Rius crams the origins of Marxist philosophy, history, and economy, while having to also give abbreviated histories of capital, labor, the class struggle, and socialism. Oh, of course, there should be at least a little bio of Charles (Karl, in German) Marx. At times, it's a wonder that Rius will be able to do all of that, but surprise, he does. By the time, I finished reading the book, I understood Marx better than I did when I first tried to read The Communist Manifesto.

He puts everything in the proper context so that the reader might understand how mankind, property, labor, and authority created the atmosphere that would spur Marx's life work. He also makes Marx's densely academic writing understandable to the layman, and one can't help but read this book and catch Rius' obvious "leftist," Marxist leanings.

Rius is supposed to be one of the originators of the comic book as documentary cartoon book. He is a political cartoonist whose strength lies in caricature and doodling. You don't have to go far into this book to see that his kind of graphic narrative has a different narrative flow.
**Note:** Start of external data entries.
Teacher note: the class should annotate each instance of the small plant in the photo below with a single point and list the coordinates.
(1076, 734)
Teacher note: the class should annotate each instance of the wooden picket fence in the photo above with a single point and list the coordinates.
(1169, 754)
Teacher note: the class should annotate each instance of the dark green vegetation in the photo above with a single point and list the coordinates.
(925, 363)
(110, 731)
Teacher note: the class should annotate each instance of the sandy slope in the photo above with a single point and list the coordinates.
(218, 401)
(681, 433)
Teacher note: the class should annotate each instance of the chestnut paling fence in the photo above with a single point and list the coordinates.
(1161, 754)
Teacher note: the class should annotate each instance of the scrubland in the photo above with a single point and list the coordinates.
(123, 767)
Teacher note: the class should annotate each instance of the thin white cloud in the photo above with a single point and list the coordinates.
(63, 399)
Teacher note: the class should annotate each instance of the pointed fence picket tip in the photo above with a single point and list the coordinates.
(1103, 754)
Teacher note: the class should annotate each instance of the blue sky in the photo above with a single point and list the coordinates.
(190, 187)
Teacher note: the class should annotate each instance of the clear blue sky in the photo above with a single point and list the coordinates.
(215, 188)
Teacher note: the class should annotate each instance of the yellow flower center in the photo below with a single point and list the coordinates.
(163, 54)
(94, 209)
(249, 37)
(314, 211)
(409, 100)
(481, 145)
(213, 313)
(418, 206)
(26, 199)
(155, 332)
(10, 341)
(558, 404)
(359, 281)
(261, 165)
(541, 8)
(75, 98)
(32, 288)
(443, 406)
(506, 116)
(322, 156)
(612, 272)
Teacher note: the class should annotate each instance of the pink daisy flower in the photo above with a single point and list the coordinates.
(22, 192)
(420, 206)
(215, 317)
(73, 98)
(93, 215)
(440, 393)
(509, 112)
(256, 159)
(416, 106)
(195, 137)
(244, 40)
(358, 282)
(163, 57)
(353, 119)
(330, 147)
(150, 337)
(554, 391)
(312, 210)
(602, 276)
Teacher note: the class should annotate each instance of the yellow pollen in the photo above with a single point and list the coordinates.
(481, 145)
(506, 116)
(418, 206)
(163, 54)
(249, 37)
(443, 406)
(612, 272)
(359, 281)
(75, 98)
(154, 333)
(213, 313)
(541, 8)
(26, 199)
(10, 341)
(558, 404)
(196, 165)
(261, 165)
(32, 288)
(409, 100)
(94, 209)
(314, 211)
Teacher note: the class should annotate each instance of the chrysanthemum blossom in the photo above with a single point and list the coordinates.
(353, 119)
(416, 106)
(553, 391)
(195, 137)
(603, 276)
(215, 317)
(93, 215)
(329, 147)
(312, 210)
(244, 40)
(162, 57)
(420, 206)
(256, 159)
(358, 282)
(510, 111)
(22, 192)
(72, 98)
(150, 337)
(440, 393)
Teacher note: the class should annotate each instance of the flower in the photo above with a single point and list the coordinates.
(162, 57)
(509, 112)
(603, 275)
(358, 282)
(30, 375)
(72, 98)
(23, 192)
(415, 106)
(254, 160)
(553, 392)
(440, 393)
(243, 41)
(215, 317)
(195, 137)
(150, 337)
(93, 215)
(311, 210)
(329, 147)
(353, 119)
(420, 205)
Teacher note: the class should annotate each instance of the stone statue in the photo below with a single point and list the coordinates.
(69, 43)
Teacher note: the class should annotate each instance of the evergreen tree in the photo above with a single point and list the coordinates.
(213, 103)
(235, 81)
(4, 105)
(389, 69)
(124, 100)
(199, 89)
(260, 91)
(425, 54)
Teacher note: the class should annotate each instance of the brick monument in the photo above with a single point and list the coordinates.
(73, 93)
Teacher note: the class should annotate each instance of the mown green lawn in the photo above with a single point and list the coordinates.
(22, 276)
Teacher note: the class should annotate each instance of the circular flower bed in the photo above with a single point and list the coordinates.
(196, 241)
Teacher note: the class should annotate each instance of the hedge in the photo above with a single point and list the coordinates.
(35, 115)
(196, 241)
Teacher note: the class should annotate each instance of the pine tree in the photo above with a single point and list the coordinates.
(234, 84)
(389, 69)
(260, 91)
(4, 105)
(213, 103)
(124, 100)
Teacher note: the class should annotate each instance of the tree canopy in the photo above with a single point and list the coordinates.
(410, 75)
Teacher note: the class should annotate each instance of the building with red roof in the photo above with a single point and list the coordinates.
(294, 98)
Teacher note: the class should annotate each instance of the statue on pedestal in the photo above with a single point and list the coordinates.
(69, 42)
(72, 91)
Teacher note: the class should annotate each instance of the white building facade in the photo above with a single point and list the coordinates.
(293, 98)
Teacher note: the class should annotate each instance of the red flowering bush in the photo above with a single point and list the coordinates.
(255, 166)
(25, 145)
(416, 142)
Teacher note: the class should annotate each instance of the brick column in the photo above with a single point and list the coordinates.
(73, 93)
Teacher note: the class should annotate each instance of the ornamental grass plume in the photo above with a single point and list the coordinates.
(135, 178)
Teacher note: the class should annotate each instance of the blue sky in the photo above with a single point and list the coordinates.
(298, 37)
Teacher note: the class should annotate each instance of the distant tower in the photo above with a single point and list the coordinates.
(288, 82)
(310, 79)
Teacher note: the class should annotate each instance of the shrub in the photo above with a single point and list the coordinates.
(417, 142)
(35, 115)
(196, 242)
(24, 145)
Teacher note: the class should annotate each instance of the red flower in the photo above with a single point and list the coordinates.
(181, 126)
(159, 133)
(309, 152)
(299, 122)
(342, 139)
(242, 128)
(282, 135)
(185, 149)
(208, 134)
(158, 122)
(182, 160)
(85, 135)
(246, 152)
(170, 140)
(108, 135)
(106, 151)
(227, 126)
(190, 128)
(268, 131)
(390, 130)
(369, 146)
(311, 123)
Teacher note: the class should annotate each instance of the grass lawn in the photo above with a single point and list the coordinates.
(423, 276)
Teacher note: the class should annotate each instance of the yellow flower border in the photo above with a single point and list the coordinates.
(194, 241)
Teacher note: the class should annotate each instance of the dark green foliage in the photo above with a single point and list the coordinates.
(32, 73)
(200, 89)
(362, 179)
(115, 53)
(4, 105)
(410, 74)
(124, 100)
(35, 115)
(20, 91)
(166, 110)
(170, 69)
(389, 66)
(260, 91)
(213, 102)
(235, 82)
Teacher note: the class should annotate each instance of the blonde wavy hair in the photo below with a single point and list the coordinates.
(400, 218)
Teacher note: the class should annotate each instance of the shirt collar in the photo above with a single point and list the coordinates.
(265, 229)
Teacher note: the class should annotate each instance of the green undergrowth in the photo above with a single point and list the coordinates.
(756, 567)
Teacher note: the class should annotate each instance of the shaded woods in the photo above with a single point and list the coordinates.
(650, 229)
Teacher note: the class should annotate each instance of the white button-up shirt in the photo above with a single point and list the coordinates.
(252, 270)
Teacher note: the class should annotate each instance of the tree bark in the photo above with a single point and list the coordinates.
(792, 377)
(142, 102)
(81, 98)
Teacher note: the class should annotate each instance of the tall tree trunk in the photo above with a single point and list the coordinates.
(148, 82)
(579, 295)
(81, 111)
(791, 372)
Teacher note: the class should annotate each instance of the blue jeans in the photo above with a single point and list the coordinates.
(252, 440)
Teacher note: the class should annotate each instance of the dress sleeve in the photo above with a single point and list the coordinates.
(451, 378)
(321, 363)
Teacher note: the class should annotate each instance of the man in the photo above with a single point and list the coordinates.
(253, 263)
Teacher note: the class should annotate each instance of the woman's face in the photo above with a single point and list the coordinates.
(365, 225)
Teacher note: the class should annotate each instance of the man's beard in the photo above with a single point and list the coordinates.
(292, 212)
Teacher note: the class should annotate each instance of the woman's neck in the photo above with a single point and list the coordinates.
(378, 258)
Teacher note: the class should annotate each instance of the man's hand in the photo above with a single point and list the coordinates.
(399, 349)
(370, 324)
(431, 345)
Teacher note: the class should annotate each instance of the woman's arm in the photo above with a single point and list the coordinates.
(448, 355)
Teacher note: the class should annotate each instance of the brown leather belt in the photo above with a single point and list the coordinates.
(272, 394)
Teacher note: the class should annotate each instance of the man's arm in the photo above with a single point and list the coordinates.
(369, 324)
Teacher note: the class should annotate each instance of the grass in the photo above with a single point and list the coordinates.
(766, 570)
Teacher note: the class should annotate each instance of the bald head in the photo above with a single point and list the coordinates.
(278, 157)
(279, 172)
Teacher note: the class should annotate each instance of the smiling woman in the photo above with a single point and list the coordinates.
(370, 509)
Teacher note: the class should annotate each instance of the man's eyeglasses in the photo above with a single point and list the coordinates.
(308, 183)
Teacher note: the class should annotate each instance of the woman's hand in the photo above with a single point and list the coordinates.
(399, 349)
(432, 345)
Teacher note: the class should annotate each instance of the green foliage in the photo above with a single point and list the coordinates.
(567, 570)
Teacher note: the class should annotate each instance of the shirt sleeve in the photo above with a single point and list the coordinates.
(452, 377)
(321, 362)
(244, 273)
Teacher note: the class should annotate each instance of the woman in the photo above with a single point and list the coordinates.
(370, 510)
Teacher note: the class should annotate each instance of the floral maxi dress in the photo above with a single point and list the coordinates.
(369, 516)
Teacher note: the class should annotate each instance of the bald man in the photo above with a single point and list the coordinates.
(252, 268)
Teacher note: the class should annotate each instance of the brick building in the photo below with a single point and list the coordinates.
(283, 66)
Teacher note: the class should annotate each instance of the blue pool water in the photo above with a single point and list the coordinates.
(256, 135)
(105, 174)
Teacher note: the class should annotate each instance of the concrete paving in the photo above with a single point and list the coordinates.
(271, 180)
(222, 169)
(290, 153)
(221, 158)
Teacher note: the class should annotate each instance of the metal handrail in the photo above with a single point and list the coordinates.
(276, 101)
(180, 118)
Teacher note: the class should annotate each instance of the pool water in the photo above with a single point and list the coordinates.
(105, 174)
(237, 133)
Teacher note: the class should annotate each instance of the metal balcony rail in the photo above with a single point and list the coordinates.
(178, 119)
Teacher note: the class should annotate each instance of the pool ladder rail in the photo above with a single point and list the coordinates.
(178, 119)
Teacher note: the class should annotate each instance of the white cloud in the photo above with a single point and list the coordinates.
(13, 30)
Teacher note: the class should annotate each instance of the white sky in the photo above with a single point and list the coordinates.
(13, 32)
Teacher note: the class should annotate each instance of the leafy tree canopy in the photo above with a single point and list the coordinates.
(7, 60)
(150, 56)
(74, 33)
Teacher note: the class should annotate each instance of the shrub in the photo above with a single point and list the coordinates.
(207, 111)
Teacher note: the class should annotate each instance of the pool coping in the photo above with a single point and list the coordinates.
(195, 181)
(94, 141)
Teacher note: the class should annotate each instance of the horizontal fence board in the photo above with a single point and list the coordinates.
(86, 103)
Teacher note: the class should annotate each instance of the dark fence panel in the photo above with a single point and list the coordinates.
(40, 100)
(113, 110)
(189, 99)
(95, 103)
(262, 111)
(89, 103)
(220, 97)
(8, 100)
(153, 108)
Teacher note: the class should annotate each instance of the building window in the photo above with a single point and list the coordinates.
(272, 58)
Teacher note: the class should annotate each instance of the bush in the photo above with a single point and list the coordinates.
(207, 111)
Here the ideas, or words, carry the story/information along and the drawings are merely illustration, in a sense, almost like decoration. Art and text don't really embellish each other, and the art ends up being more like flavoring than accentuation.

So this might be graphic narrative by default, and the book is interesting especially in that it's the kind that will challenge the perceptions of what is comic book or graphic novel. Thus, Rius succeeds in explaining Marx, but his cartoon book is more "words with pictures" than "words and pictures."